Si Michael Powell avait déjà été associé à ce type de production avec le film collectif Le Lion a des ailes, tourné en 1939, c’est surtout à 49e parallèle, produit en 1941, qu’Un de nos avions n’est pas rentré fait écho. En effet, on y retrouve l’immersion d’un groupe de militaires dans un territoire étranger avec un renversement de principe puisque, dans le premier des deux, Powell et Pressburger avaient l’audace géniale de suivre un groupe de soldats allemands piégés au Canada, faisant de facto des ennemis les personnages centraux d’un film. Les cinéastes en profitent de nouveau pour nous offrir une étude quasi anthropologique en faisant de la seconde partie du film une immersion en culture néerlandaise. Le groupe de soldats met notamment du temps à croiser quelqu’un qui parle anglais, rencontrant des enfants et des villageois dans leur vie quotidienne. Conformément à l’image d’Epinal du pays, on voit des moulins, des cyclistes, dans une atmosphère presque apaisée, où la menace allemande n’est que diffuse, illustrée seulement par le passage d’un char ou d’un officier allemand qui inspecte silencieusement une église. Il n’est d’ailleurs pas non plus diabolisé, comme en témoigne la discussion dans le cockpit où l’équipage évoque le bon temps passé à Stuttgart avant-guerre, même si les exactions du régime nazi sont évoquées. Presque absent, l’ennemi, comme dans la plupart des films anglais du genre, n’est pas outrageusement diabolisé. Il est réduit à sa plus simple expression, celle de l’opposant, pour concentrer le message sur la solidarité et les valeurs du peuple anglais et, ici, sur celles du peuple néerlandais qu’il faut défendre. Sans présence massive de l’ennemi, peu ou pas de grandes séquences d’action ou de démonstrations de force, et donc peu d’actes d’héroïsme individuel, contrairement à ce que l’on trouvera régulièrement dans le cinéma américain. Ainsi, les rebondissements fonctionnent plutôt sur la ruse et sur des stratagèmes qui font parfois sourire, comme lorsque l'équipage se déguise pour passer d'un village à l'autre. Seul peut-être le personnage de Jo de Vries s’approche de l’héroïne traditionnelle, incarnant ainsi à elle seule les qualités du peuple néerlandais. La fonction de propagande est ainsi portée plus nettement par l’empathie installée pour les personnages que par la survalorisation de l’action ou de la surpuissance d’un des protagonistes.
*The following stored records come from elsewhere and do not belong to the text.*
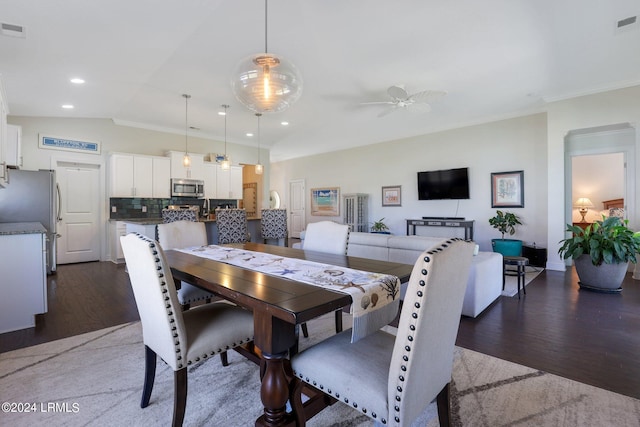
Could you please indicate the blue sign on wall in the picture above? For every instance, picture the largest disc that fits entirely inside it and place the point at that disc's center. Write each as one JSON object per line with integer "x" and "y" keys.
{"x": 69, "y": 144}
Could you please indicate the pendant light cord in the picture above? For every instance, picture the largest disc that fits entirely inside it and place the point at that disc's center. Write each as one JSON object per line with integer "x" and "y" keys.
{"x": 265, "y": 26}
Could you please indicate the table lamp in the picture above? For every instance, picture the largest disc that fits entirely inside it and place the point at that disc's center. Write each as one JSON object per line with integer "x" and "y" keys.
{"x": 583, "y": 203}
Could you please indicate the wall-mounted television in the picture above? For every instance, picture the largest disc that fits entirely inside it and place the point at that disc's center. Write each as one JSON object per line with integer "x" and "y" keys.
{"x": 443, "y": 184}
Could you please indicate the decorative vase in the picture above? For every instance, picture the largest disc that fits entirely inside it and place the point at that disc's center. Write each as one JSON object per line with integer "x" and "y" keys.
{"x": 507, "y": 247}
{"x": 603, "y": 277}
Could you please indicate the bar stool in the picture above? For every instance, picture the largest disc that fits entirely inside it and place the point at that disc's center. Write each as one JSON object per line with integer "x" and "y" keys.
{"x": 520, "y": 263}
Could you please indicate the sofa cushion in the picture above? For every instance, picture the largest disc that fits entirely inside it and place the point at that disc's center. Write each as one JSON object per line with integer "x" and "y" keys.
{"x": 407, "y": 249}
{"x": 368, "y": 245}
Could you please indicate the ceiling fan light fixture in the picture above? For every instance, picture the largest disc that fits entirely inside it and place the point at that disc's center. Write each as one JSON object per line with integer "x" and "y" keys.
{"x": 265, "y": 82}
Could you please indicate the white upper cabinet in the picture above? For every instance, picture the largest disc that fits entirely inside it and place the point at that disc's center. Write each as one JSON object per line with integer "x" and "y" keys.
{"x": 196, "y": 171}
{"x": 161, "y": 180}
{"x": 4, "y": 109}
{"x": 210, "y": 180}
{"x": 14, "y": 146}
{"x": 131, "y": 176}
{"x": 229, "y": 183}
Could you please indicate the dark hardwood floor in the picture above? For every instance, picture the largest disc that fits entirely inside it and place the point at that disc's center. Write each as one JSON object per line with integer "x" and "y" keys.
{"x": 585, "y": 336}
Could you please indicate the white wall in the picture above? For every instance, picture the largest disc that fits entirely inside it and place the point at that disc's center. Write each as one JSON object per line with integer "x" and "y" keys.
{"x": 603, "y": 109}
{"x": 508, "y": 145}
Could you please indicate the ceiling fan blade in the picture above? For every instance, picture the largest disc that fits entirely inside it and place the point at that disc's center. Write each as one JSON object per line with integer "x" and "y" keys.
{"x": 428, "y": 96}
{"x": 388, "y": 111}
{"x": 397, "y": 92}
{"x": 419, "y": 108}
{"x": 377, "y": 103}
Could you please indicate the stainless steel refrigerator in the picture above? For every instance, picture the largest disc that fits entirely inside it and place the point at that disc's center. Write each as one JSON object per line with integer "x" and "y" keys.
{"x": 33, "y": 196}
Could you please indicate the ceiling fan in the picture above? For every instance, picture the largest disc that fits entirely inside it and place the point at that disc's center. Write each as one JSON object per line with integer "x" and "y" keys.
{"x": 402, "y": 100}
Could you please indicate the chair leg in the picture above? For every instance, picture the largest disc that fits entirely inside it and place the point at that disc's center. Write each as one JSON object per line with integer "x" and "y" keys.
{"x": 338, "y": 321}
{"x": 179, "y": 396}
{"x": 149, "y": 375}
{"x": 444, "y": 406}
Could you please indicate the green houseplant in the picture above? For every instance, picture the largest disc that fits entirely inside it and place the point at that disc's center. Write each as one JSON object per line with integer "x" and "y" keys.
{"x": 506, "y": 222}
{"x": 601, "y": 252}
{"x": 379, "y": 227}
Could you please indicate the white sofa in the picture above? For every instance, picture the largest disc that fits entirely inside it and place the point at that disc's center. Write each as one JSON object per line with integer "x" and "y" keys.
{"x": 485, "y": 278}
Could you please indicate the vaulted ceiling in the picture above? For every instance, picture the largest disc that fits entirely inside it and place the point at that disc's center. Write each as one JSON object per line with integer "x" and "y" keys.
{"x": 494, "y": 58}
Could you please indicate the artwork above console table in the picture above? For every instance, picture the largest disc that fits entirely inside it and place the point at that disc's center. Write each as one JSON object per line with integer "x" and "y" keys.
{"x": 441, "y": 222}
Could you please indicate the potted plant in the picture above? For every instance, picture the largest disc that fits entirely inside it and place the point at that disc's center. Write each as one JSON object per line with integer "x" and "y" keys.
{"x": 601, "y": 252}
{"x": 380, "y": 227}
{"x": 506, "y": 222}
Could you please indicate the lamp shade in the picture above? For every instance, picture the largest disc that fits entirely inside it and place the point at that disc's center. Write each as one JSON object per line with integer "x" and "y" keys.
{"x": 583, "y": 202}
{"x": 266, "y": 83}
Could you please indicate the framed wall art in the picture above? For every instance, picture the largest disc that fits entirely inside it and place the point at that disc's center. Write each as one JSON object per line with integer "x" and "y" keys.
{"x": 392, "y": 195}
{"x": 325, "y": 201}
{"x": 507, "y": 189}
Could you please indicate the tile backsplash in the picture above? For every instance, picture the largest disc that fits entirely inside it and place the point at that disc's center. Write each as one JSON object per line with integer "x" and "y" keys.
{"x": 129, "y": 208}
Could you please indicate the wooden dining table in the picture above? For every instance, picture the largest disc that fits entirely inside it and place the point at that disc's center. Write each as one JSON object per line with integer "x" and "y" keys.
{"x": 279, "y": 306}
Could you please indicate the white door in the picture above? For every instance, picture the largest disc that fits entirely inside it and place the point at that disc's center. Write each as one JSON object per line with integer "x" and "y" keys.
{"x": 78, "y": 222}
{"x": 297, "y": 199}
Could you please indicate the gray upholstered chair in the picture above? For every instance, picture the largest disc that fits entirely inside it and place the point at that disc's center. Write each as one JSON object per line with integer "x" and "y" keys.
{"x": 183, "y": 234}
{"x": 179, "y": 338}
{"x": 273, "y": 225}
{"x": 392, "y": 379}
{"x": 232, "y": 225}
{"x": 329, "y": 237}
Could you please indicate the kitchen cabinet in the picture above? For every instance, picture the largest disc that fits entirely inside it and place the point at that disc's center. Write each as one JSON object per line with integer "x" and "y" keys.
{"x": 14, "y": 146}
{"x": 131, "y": 176}
{"x": 161, "y": 180}
{"x": 196, "y": 171}
{"x": 24, "y": 275}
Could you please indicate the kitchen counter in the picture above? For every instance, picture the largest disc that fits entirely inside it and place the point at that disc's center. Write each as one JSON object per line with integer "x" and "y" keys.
{"x": 10, "y": 228}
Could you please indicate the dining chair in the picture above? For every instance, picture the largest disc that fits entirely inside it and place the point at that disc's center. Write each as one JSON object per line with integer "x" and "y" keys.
{"x": 183, "y": 234}
{"x": 329, "y": 237}
{"x": 232, "y": 225}
{"x": 181, "y": 339}
{"x": 273, "y": 225}
{"x": 392, "y": 379}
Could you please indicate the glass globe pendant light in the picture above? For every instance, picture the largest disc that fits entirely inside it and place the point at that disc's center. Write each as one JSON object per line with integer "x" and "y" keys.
{"x": 265, "y": 82}
{"x": 259, "y": 168}
{"x": 186, "y": 160}
{"x": 225, "y": 164}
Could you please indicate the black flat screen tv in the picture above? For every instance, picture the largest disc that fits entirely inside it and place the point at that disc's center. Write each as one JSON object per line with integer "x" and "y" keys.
{"x": 443, "y": 184}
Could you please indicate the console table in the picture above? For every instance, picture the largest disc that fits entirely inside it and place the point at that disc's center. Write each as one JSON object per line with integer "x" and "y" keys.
{"x": 467, "y": 225}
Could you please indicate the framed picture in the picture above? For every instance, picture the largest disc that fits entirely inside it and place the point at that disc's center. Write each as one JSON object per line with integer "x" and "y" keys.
{"x": 507, "y": 189}
{"x": 325, "y": 201}
{"x": 392, "y": 195}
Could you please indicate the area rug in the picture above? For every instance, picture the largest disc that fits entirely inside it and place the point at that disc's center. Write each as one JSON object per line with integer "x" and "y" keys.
{"x": 511, "y": 282}
{"x": 95, "y": 379}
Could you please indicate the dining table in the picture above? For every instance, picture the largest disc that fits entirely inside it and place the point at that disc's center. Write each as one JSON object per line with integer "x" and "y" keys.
{"x": 279, "y": 306}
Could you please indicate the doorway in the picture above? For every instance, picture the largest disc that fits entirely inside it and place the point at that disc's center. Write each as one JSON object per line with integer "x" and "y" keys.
{"x": 78, "y": 219}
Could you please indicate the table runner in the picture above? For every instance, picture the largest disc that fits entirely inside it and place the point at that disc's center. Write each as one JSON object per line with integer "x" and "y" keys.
{"x": 374, "y": 295}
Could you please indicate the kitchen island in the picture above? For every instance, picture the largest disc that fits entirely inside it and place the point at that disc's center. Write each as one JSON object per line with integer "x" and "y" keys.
{"x": 23, "y": 270}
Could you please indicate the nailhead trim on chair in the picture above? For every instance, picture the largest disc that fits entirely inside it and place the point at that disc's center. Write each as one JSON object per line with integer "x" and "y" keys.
{"x": 405, "y": 357}
{"x": 169, "y": 307}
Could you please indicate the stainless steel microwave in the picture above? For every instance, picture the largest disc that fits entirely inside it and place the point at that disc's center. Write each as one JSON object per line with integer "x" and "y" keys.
{"x": 187, "y": 188}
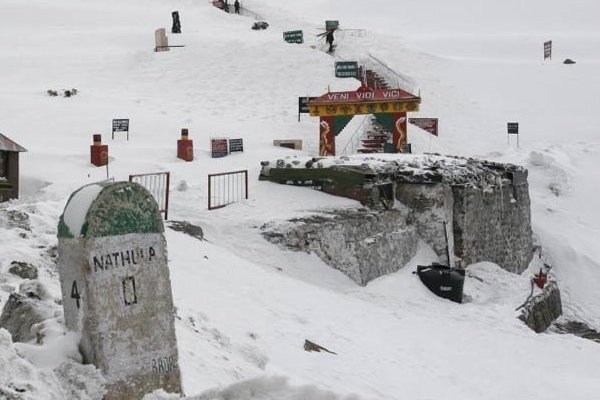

Porté par de futurs grands noms du cinéma anglais avec David Lean au montage et Ronald Neame à la photographie, et un casting solide, Un de nos avions n’est pas rentré est un film solide qui signe les grands débuts de la société de production The Archers. S’il n’égale pas l’originalité et la force de 49e parallèle, il reste une belle illustration de la singularité du cinéma de propagande anglais comme de celui du duo Michael Powell / Emeric Pressburger.